The Chinese Price Supervision and Competition Bureau of the State Administration of Market Supervision and the Price Department of the National Development and Reform Commission issued a statement and the iron ore price dropped almost 3% to about US$144 per tonne.
"The State Administration for Market Regulation and the National Development and Reform Commission pay close attention to changes in iron ore prices, and will further study and take effective measures to ensure the stable operation of iron ore market prices; at the same time, strengthen market supervision; and deal with illegal activities such as fabrication and dissemination of price increase information and price gouging, beat him when he shows his head, and punish him severely," it stated.
Australia supplies more than 50% of world's iron ore followed by Brazil, with about 20%.
China still remains dependent on Australian iron ore as Brazil deals with internal COIVD-19 issues, the wash-up of the Samarco dam disaster, and the logistical challenge of exporting from further away from China's ports.
China has made no secret of its interests in developing iron ore resources in Africa, despite the significant infrastructure challenges this would face.
In the medium term, China's love affair with the Pilbara's high grade iron ore will almost certainly fade.
Meanwhile, Australia's Resources and Energy Quarterly of December 2021 stated metallurgical coal prices in China have surged, due to a combination of strong domestic steel demand, constrained global supply, and informal import restrictions against Australian supply.
"This has led to domestic coking coal prices reaching new highs in October, when premium coal topped US$600 a tonne," it said.
There are even signs China may be forced to allow more Australian coal shipments to trickle in with reports of 778,000 tonnes of Australian coking coal and 2Mt of thermal coal imported in October.
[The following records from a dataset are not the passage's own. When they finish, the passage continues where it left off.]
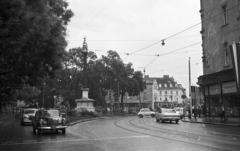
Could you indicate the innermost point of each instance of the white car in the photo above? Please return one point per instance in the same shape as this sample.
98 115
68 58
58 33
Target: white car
146 112
164 114
26 115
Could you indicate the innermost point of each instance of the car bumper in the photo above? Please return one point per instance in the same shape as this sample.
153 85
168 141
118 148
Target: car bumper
52 127
171 118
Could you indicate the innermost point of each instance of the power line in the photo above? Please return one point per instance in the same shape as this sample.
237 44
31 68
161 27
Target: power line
183 30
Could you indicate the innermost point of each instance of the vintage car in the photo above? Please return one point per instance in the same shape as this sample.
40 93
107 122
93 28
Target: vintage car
164 114
146 112
48 120
26 115
179 110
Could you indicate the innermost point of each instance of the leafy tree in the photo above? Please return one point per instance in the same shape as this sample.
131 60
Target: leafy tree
32 39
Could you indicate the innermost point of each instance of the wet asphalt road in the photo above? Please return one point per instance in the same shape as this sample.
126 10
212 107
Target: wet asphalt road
120 133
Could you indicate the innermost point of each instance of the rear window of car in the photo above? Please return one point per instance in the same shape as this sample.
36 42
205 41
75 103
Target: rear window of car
145 110
169 111
53 112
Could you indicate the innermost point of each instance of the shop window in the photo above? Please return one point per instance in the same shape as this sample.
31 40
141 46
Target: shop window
224 11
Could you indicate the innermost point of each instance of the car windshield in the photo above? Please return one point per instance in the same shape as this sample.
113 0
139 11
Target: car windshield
53 113
145 110
29 111
169 111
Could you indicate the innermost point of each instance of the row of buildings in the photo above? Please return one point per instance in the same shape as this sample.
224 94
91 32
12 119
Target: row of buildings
158 92
220 45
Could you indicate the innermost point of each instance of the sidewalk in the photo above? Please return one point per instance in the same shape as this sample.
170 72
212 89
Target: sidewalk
215 120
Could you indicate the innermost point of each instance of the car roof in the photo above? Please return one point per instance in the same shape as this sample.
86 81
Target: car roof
30 109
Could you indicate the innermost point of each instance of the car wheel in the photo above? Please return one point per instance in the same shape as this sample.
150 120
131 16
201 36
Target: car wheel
34 130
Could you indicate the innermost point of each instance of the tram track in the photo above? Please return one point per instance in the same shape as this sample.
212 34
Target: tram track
190 131
186 138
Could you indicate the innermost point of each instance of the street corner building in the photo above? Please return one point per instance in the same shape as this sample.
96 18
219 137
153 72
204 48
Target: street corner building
220 47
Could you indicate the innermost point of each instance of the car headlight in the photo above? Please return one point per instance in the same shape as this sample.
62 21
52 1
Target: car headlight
43 122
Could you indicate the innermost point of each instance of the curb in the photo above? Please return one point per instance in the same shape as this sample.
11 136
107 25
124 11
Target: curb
233 125
91 119
84 120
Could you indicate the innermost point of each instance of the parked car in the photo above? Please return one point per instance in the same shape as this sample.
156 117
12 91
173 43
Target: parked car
164 114
48 120
26 115
179 110
146 112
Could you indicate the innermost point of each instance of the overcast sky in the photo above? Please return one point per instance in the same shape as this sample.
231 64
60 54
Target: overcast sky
128 26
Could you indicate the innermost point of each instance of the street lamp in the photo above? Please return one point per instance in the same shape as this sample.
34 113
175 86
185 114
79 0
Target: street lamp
85 52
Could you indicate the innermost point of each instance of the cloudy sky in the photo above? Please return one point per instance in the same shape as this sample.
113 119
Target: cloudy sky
136 27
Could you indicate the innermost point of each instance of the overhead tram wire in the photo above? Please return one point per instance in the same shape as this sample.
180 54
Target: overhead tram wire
98 14
183 30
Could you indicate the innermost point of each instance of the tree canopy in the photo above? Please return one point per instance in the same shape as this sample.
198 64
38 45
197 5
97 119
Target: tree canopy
32 41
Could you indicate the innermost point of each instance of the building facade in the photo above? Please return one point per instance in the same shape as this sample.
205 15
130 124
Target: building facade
220 27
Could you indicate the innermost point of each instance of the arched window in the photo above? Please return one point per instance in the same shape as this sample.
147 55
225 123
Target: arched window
226 55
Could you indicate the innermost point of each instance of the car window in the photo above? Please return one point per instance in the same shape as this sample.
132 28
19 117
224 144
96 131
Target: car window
28 111
53 112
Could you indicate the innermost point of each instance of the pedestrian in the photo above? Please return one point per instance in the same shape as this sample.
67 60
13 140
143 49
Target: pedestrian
199 111
222 112
195 112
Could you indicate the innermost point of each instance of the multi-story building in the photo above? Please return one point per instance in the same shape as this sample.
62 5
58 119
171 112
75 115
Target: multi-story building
220 27
166 92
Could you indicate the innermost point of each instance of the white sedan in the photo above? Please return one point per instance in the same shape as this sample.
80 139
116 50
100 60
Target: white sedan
26 115
146 112
163 115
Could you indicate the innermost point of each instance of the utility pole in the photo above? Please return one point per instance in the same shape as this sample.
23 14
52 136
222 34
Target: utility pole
190 99
43 89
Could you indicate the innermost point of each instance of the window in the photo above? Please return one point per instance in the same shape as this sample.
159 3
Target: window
238 9
224 9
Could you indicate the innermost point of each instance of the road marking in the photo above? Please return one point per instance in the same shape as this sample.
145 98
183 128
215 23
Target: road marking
141 136
76 133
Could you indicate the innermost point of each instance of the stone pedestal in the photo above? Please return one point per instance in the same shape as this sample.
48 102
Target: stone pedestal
85 103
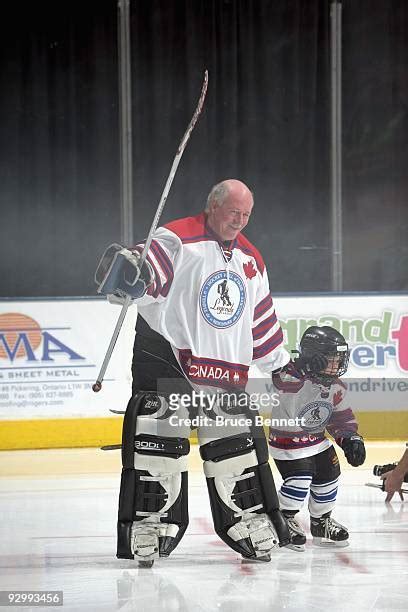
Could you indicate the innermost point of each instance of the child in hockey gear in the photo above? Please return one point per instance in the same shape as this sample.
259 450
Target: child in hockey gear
310 390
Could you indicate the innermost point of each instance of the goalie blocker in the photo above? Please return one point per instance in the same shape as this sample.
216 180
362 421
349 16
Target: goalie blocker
153 500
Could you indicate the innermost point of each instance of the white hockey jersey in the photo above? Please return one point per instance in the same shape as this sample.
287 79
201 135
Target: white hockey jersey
317 409
212 302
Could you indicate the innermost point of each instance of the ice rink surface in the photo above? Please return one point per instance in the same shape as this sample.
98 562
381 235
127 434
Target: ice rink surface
58 526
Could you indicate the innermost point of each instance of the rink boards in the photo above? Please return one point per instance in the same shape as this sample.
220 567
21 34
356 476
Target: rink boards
51 352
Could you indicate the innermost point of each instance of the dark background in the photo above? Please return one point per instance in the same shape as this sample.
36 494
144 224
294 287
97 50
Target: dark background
266 121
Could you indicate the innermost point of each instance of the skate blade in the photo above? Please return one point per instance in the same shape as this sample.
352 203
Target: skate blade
145 563
324 543
145 546
262 559
295 547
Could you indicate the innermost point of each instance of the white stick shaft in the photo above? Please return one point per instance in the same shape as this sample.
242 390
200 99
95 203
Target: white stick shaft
98 384
174 167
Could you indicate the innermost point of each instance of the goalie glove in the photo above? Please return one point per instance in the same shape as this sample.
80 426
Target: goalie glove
354 450
119 274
According to the Australian Bureau of Statistics' International Trade in Goods and Services data, coal was again a major contributor with exports totaling $23.8 billion in the three months to December - a massive 156% higher than for the same period to December 2020.
On the other hand, iron ore exports earnings eased to $24.9 billion in the three months to December, down 29% on the previous period as prices came down from record levels.
Hogsback reckons we may see this trend continue in the future and watch coal emerge as our nation's major valuable export.